The short answer is no, ADHD and OCD aren’t the same things. They are two completely different disorders. While they contain similar symptoms, there is a wide range of differences between the two, and understanding them is highly important to receive the proper help.

On the one hand, you have an individual that finds it difficult to stay on-task. They have difficulty paying attention, exert signs of hyperactivity, and often act on impulse. This individual is someone who has ADHD, rather than OCD.

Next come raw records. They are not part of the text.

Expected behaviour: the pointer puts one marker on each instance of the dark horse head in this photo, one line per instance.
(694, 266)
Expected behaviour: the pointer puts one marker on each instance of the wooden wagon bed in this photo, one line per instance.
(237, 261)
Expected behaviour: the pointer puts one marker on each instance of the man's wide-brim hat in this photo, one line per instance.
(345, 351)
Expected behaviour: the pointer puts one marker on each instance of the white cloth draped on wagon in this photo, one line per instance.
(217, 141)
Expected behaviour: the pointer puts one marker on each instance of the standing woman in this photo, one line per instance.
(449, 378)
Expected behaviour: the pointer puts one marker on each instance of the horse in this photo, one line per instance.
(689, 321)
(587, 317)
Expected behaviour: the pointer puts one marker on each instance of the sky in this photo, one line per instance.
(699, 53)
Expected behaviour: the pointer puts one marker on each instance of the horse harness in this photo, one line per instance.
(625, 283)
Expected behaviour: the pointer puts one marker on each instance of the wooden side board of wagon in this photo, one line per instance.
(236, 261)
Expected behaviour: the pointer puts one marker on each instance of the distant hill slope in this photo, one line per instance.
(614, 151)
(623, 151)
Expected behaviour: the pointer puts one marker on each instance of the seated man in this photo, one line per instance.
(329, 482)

On the other hand, you have an individual that’s so focused on a task that they need it to be perfect. They grow obsessive over certain thoughts and behavior. Instead of acting impulsively, they act compulsively -- out of temptation or urge. This individual has OCD.

To an average person, they might look the same on the surface. Both people show signs of anxiety, struggle with executive functions, act spontaneously, and find it difficult to maintain a normal life.

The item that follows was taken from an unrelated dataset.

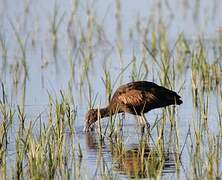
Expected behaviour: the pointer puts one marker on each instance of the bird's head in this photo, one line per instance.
(91, 117)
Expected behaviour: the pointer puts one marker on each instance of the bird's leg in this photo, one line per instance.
(146, 123)
(142, 124)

The differences start to arise when you examine why they are anxious, why they struggle with executive functions, why they act spontaneously, and why they have a hard time fitting in with the rest of society. Both individuals have a different experience as they walk through life.

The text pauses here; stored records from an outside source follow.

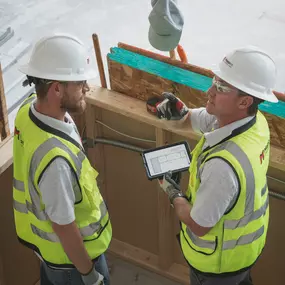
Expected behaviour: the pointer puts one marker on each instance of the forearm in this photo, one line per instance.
(73, 246)
(182, 210)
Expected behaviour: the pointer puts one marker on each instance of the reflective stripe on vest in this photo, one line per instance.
(18, 185)
(200, 242)
(35, 197)
(39, 154)
(245, 239)
(249, 215)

To help you get a full idea of the difference between ADHD and OCD, let’s take a closer look at each mental health disorder -- including how to treat them!


ADHD, also known as attention-deficit hyperactivity disorder, is a neurodevelopmental disorder that has been diagnosed in over 6 million children, according to a 2016 study. While most individuals’ symptoms improve with treatment, there currently isn’t a cure for ADHD.

There is a wide range of symptoms and warning signs that someone has ADHD, but three stand out as major players in disorder -- impulsiveness, hyperactivity, and inattentiveness. Some people manage one symptom, and others manage multiple (or all).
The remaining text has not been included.